Account-based selling, also known as account-based sales and hyper-segmented sales, is a strategic sales model in which the sale of goods or services is carried out to narrow segments of the target audience or specific decision makers. In a typical ABS concept, the selling company forms a target audience, then divides it into narrow segments to offline selling.

==History==
Emerged in the mid-2010s as a further development of account-based marketing (ABM) strategy, hyper-segmented sales are considered one of the youngest strategies. Research and consulting company Gartner projected that from 2020 ABS would be the basis of sales for most technology vendors, and that the volume of this market would exceed $5 billion per year. The ABS concept was developed for use in the B2B industry.

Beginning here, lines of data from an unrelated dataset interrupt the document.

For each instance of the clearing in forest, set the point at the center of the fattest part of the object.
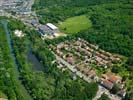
(75, 24)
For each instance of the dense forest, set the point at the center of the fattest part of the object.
(9, 84)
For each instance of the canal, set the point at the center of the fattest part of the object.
(16, 68)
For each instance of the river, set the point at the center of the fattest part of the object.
(26, 95)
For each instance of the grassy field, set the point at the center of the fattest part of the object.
(75, 24)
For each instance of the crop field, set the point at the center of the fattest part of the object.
(75, 24)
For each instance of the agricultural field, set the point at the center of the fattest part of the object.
(75, 24)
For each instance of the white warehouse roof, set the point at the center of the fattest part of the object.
(53, 27)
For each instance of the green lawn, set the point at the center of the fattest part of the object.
(75, 24)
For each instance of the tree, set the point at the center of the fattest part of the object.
(115, 89)
(104, 97)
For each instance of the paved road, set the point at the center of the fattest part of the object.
(101, 89)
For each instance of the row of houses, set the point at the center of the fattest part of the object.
(69, 49)
(109, 79)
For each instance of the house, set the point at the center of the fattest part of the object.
(52, 27)
(34, 22)
(122, 93)
(112, 78)
(42, 29)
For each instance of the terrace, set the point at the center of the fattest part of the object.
(87, 61)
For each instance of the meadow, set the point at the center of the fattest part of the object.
(75, 24)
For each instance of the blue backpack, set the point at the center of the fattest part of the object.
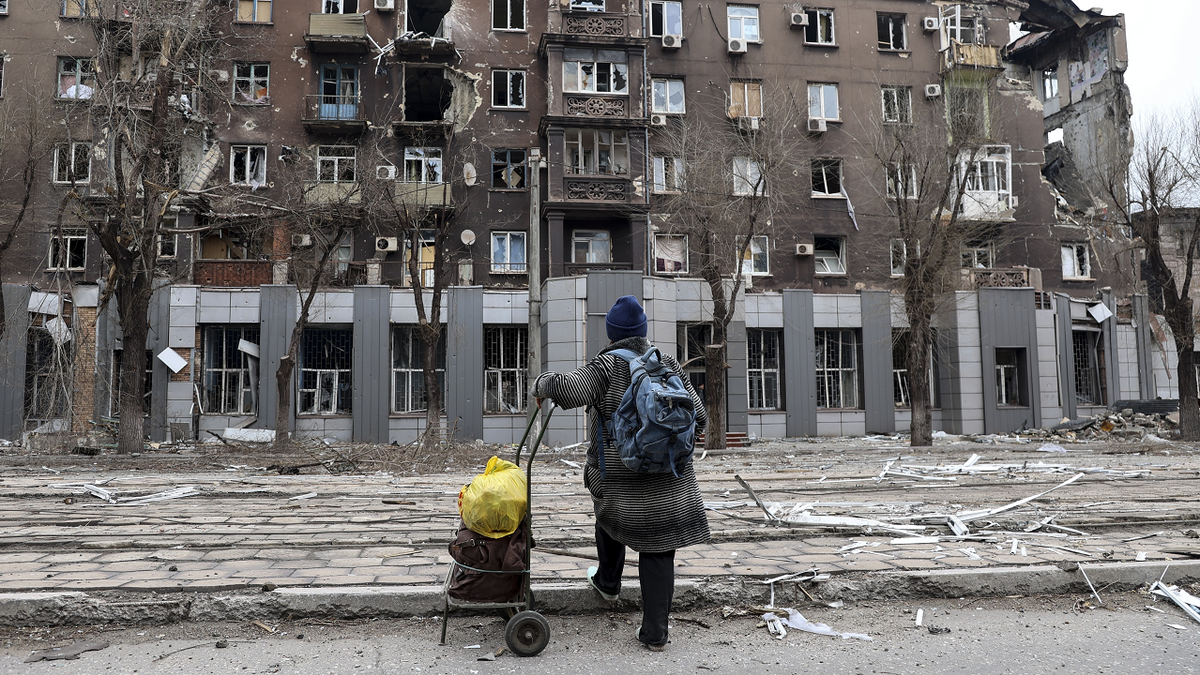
(654, 429)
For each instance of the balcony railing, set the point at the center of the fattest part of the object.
(337, 33)
(334, 113)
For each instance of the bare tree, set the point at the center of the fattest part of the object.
(1147, 186)
(144, 88)
(723, 179)
(937, 173)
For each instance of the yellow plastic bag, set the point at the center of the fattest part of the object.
(495, 502)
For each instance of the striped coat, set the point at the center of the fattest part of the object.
(647, 512)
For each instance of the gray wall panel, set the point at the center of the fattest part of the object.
(277, 318)
(737, 394)
(465, 360)
(12, 366)
(1066, 358)
(1008, 318)
(1145, 346)
(879, 399)
(799, 364)
(371, 364)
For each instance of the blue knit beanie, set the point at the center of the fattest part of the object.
(625, 318)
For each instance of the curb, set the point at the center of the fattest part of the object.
(394, 602)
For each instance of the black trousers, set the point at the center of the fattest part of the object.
(657, 575)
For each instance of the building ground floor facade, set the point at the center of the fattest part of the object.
(799, 364)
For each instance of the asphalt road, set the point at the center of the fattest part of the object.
(991, 635)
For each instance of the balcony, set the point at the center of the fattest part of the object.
(423, 195)
(334, 114)
(978, 57)
(337, 34)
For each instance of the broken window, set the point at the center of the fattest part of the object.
(255, 11)
(601, 71)
(748, 179)
(77, 78)
(508, 252)
(598, 150)
(669, 96)
(508, 15)
(745, 99)
(69, 250)
(427, 16)
(408, 369)
(325, 357)
(335, 163)
(826, 178)
(247, 165)
(591, 246)
(426, 94)
(1087, 351)
(892, 33)
(508, 89)
(763, 368)
(671, 254)
(509, 169)
(829, 255)
(837, 364)
(897, 103)
(743, 22)
(251, 83)
(820, 29)
(505, 369)
(423, 165)
(1009, 377)
(72, 162)
(666, 18)
(823, 102)
(667, 174)
(1077, 261)
(228, 386)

==Differences from account-based marketing==
Broad industry marketing is not targeted enough to attract the right segment of the target audience. The account-based marketing (ABM) strategy is managed by the marketing department and has a number of limitations. For example, corporate transactions often involve several decision makers, and presentation materials must be prepared for each of them. Contact provided by ABM strategy does not guarantee the continuation of business negotiations. Implementation of ABM strategy provides for lead generation in offline sales, while ABS strategy aims to provide for transformation of leads into sales.

ABS strategy implies teamwork of all departments involved in sales of goods or services, primarily sales and marketing departments. Instead of traditional scenario and template work, ABS departments adapt their activities to specific microsegments of the target audience, focusing on personalized interaction with multiple stakeholders. This is not a quantitative approach, but a qualitative one, which considers each microsegment of the target audience as a market.

The goal of ABS is to bridge the gap between marketing and sales departments.